According to Curbed Boston, the notoriously bad traffic around Boston is being made worse by rising home prices and soaring rents. The mobility firm INRIX recently released a traffic congestion ranking of U.S. cities that pegged Boston as the ninth worst. The study indicates that Boston drivers lost an average of 149 hours stuck in traffic in 2019 which is 15 hours better than in 2018. INRIX computes the lost time into a monetary hit of $2,205 in lost productivity. The city's housing shortage is getting the blame.
But one reason sometimes gets overlooked. That’s that the Boston region’s housing prices and rents are some of the highest in the nation. And that pushes more residents farther out in search of decent digs that they can afford. That then translates into longer commutes by car, especially from places that the T and commuter rail don’t really service, like much of the North Shore and the far western and southwestern suburbs.

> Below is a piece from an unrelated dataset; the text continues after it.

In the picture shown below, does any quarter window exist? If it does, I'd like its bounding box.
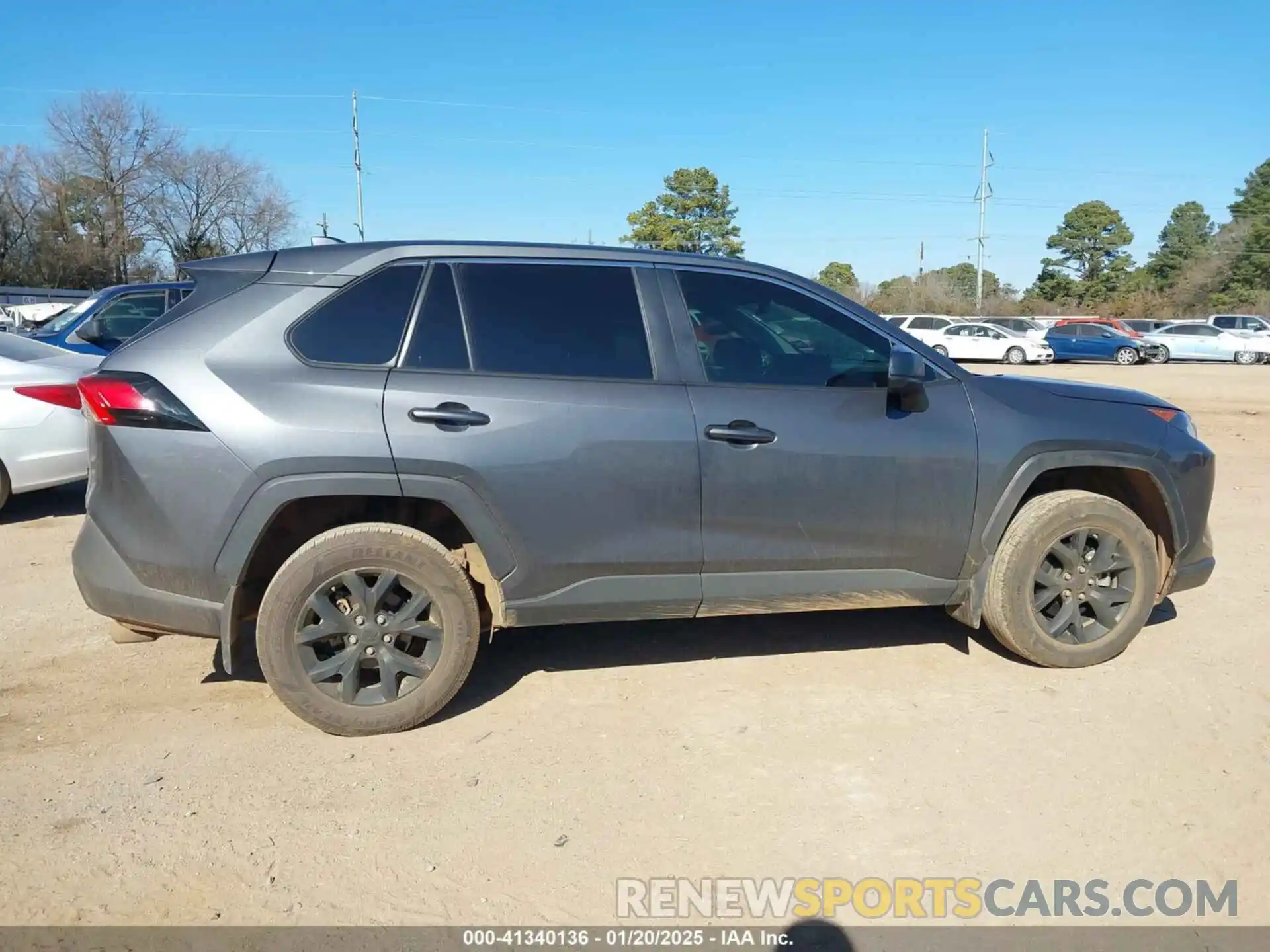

Not every city or town near Boston is like Cambridge or Quincy, in other words, each of which has several Red Line stops. Heck, some neighborhoods within Boston proper are not so readily served by mass transit—think Hyde Park or West Roxbury.
There is an ongoing debate over how to remedy the situation, but it’s a heavy lift. The solution hinges on developing more housing—and densely built housing, at that, such as apartment and condo complexes—near transit stops. The thinking goes that this would get more people on to trains and buses, and off the roadways, at least during peak hours.